Parfaite de forme, l’œuvre s’avère comme l'une des plus personnelles de son auteur, d’autant plus qu’il en a fait l’image même de sa création artistique.

Après ce moment sacré, Petite mort, de Jiří Kylián  nous ramène au profane, mais avec la même hauteur de vue. Moment d’éternité,  d’extase, suggérée par le titre, dont il faut certainement rendre le tribut à la musique sublime de Mozart. Mais par quelle magie créatrice des accessoires aussi grotesques que des demi-robes à paniers montées sur roulettes peuvent-ils apparaître comme le summum de la poésie?

petite mort
Alvaro Rodriguez Piňera et Juliane Bubl  dans Petite mort (chor. Jiří Kylián)
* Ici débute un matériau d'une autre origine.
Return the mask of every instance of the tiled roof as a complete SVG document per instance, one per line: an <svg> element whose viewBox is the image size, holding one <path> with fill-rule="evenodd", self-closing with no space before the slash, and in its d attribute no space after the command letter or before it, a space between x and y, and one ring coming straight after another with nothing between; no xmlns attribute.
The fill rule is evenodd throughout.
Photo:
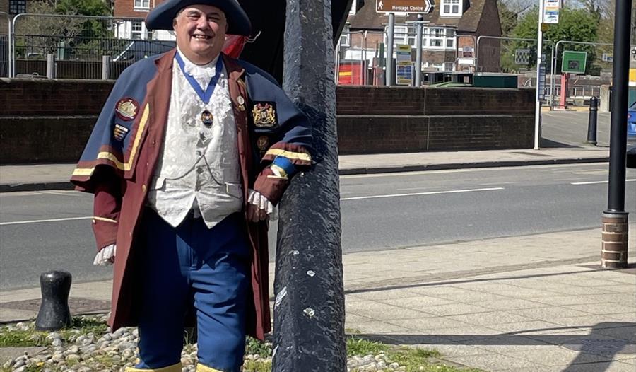
<svg viewBox="0 0 636 372"><path fill-rule="evenodd" d="M428 21L430 25L455 26L459 32L474 33L477 30L479 20L486 1L495 0L466 0L470 6L465 9L461 17L442 17L440 14L440 5L436 4L433 11L424 14L424 21ZM439 0L435 2L440 3ZM415 21L417 15L409 15L408 17L396 16L396 24L404 23L407 21ZM375 1L367 0L354 16L349 16L349 28L351 30L384 30L384 25L389 23L389 16L382 13L375 12Z"/></svg>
Six hommes, six femmes, six fleurets (symbole freudien s’il en est), nous racontent la volupté d’aimer. Ce ballet nécessite, pour donner sa pleine mesure, des danseurs de première valeur, aussi bien artistique que technique. En l’occurrence, ceux du Ballet de Bordeaux se montrent à la hauteur de ce chef-d’œuvre. On passera sur quelques imprécisions d’ensemble dans le premier andante, mais, pour n’en citer que quelques uns, Yumi Aizawa, Vladimir Ippolitov, Oksana Kucheruk, Igor Yebra, possèdent toute la virtuosité indispensable aux complexes pas de deux de la deuxième partie.

petite mort
Igor Yebra et Oksana Kucheruk  dans Petite mort (chor. Jiří Kylián)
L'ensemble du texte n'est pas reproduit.